When the gathering uses scripts, hallucinated numbers become the easiest class of agent error to catch, because the script that produced them is a source of truth the manager can re-run in seconds. A draft claiming “23 PRs and 14 substantive reviews” is one re-run away from being confirmed or rejected. With MCP, the verification surface is weaker: the agent’s report of a query result is what the manager sees, and reproducing the exact same fetch isn’t always trivial. Either way, keep the gathering deterministic where it can be. Keep the synthesis narrow. Don’t let the agent count things you can count for it.

What it can’t be allowed to touch

Every reason above is contingent on a verification discipline the article should spend more space on than the gathering architecture deserves.

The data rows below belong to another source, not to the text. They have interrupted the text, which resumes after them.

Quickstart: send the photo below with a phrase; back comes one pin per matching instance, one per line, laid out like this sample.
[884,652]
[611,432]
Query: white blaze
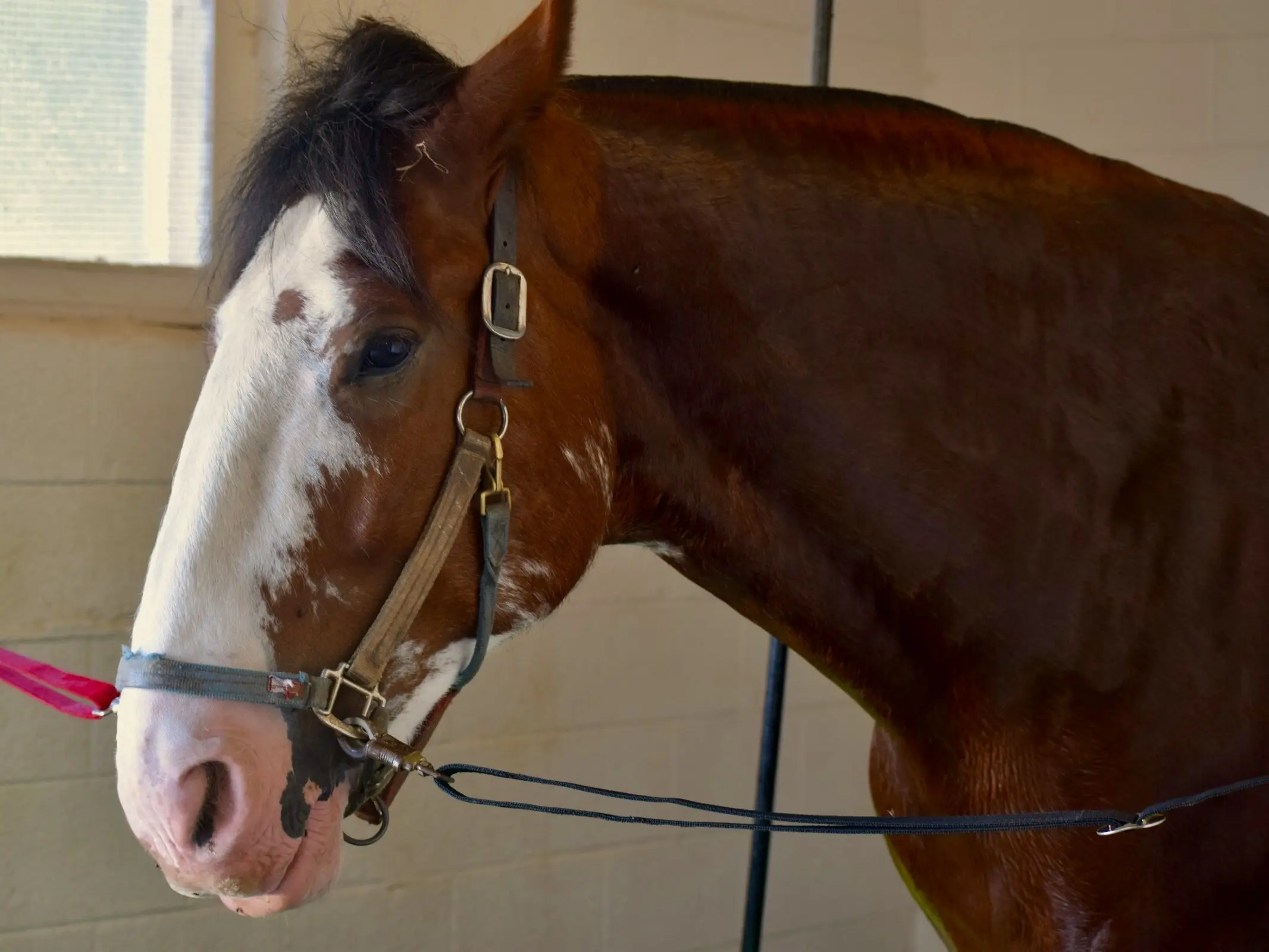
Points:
[263,440]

Frontier LLMs corrupt a measurable fraction of delegated multi-step work, and the rate doesn’t drop with better prompts, more tools, or longer context windows (Corruption Is a Feature). A draft review the agent writes confidently, citing a specific ticket, a specific PR, a specific 1:1 quote, has a meaningful probability of being wrong in any of those specifics. The ticket exists but says something different. The 1:1 line paraphrases what was said into something close-but-not. The PR review that counts as “substantive” was a thumbs-up emoji. The migration the agent attributes to the IC was actually led by their teammate, and the IC was a reviewer.

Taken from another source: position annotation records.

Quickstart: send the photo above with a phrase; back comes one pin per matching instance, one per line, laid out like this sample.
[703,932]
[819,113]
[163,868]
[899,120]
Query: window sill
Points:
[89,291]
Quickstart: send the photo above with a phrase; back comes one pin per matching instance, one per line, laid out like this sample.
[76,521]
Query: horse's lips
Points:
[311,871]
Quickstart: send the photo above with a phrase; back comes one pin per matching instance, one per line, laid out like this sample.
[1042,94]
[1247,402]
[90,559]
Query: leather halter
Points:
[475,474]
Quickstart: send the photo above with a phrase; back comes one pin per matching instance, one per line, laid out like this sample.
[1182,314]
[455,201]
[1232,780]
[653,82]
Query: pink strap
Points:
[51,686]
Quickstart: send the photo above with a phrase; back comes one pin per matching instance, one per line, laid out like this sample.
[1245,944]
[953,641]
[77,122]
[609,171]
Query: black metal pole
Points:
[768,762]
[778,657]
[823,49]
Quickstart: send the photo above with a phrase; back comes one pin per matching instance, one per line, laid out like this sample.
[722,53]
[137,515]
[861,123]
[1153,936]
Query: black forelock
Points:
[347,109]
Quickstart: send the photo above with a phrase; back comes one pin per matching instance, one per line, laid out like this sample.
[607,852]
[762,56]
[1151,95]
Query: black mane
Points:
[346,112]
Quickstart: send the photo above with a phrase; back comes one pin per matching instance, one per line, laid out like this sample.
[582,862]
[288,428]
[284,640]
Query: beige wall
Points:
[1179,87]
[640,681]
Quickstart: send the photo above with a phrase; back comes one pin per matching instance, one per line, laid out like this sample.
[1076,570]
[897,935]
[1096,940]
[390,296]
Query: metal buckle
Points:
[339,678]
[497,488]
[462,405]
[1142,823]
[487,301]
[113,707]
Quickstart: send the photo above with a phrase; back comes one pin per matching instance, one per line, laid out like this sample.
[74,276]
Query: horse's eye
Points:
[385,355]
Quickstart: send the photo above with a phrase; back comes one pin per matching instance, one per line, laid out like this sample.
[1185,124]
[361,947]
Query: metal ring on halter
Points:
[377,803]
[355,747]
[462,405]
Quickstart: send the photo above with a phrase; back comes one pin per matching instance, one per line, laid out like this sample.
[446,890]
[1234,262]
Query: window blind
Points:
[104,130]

These errors land in a document that determines whether a real person gets promoted, doesn’t, gets put on a PIP, or doesn’t. The cost of getting this wrong is paid by the report, not the manager, which makes the verification discipline an ethical obligation, not just an operational one.

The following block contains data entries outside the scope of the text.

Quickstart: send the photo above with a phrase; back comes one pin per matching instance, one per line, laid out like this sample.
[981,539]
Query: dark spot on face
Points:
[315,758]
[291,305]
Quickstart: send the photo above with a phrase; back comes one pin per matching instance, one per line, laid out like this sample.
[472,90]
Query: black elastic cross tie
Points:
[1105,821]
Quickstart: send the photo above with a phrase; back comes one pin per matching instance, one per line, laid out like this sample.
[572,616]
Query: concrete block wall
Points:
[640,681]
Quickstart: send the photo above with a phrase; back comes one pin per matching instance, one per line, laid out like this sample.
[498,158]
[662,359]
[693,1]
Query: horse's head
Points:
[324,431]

The failure mode that ends careers
A confidently written review citing fabricated specifics (“Q1 incident response on the payments outage”) that the manager doesn’t verify is the failure mode. The agent invents the attribution from a Slack thread it misread, or compresses three engineers’ contributions into one name, or quotes a 1:1 line that was said by a different report in a different week. The review is wrong, the manager signs it, and the person on the receiving end has no idea the underlying corpus contradicts what they’re reading. Verify every citation. Open every linked ticket. Read every quoted line in its original context. Re-run the script that produced any cited number — that’s the fastest verification surface and the one most likely to catch a fabricated metric.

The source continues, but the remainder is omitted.